Vous héritez de 180 000 €.
Les droits sont calculés sur 80 000 €, après déduction de l’abattement de 100 000 €.
8. Et si l’un des enfants est déjà décédé ?
Si un enfant du défunt est mort avant lui, ses propres enfants peuvent hériter à sa place.
C’est ce qu’on appelle la représentation successorale.
Exemple :
- votre parent avait deux enfants ;
- l’un des deux est décédé avant lui ;
- cet enfant décédé avait lui-même deux enfants.
Les deux petits-enfants peuvent se partager la part qu’aurait reçue leur parent.
9. Peut-on refuser la succession ?
Oui.
Vous avez généralement trois options :
- accepter purement et simplement la succession ;
- accepter à concurrence de l’actif net, pour limiter votre responsabilité aux biens reçus ;
- renoncer à la succession.
La renonciation peut être utile si la succession comporte beaucoup de dettes.

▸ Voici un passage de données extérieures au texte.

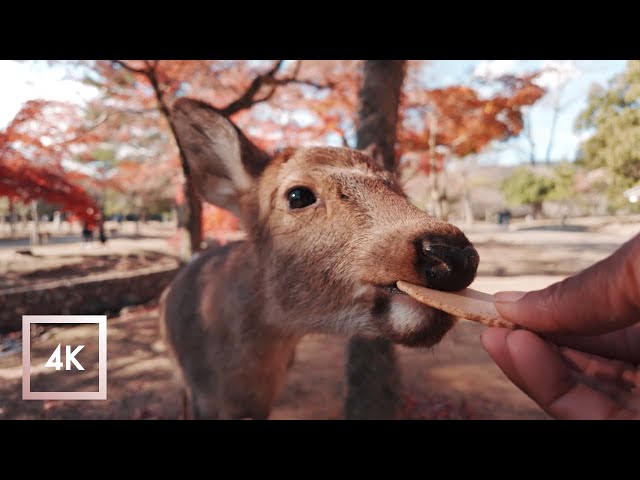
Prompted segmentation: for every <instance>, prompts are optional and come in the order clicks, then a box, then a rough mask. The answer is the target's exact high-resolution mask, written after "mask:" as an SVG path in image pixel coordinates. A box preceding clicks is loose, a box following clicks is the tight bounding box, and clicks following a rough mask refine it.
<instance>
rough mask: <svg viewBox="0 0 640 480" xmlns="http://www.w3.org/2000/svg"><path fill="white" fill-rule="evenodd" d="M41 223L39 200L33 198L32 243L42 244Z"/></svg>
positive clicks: (31, 239)
mask: <svg viewBox="0 0 640 480" xmlns="http://www.w3.org/2000/svg"><path fill="white" fill-rule="evenodd" d="M39 233H40V223H39V219H38V201H37V200H31V245H39V244H40V236H39Z"/></svg>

Il faut être prudent : accepter une succession peut vous engager sur les dettes du défunt.
10. Les premières démarches à faire
Après le décès d’un parent, il est conseillé de :
- contacter un notaire, surtout s’il y a un bien immobilier, un testament, une donation ou une famille recomposée ;
- vérifier s’il existe un testament ;
- demander la liste des comptes bancaires, assurances-vie, biens immobiliers et dettes ;
- ne pas vider les comptes ou vendre des biens sans accord clair ;
- vérifier les donations antérieures ;
- faire établir l’acte de notoriété ;
- déposer la déclaration de succession si elle est nécessaire.
À retenir
- L’enfant est un héritier prioritaire.
- Tous les enfants ont en principe les mêmes droits.
- Si le parent décédé n’était pas marié, les enfants se partagent généralement toute la succession.
- Si le parent était marié, le conjoint survivant reçoit aussi une part.
- Un enfant ne peut normalement pas être totalement déshérité.
- La réserve héréditaire protège une part minimale de la succession.
- Chaque enfant bénéficie d’un abattement de 100 000 € par parent.
- L’assurance-vie obéit à des règles particulières.
- En cas de dettes, il faut réfléchir avant d’accepter la succession.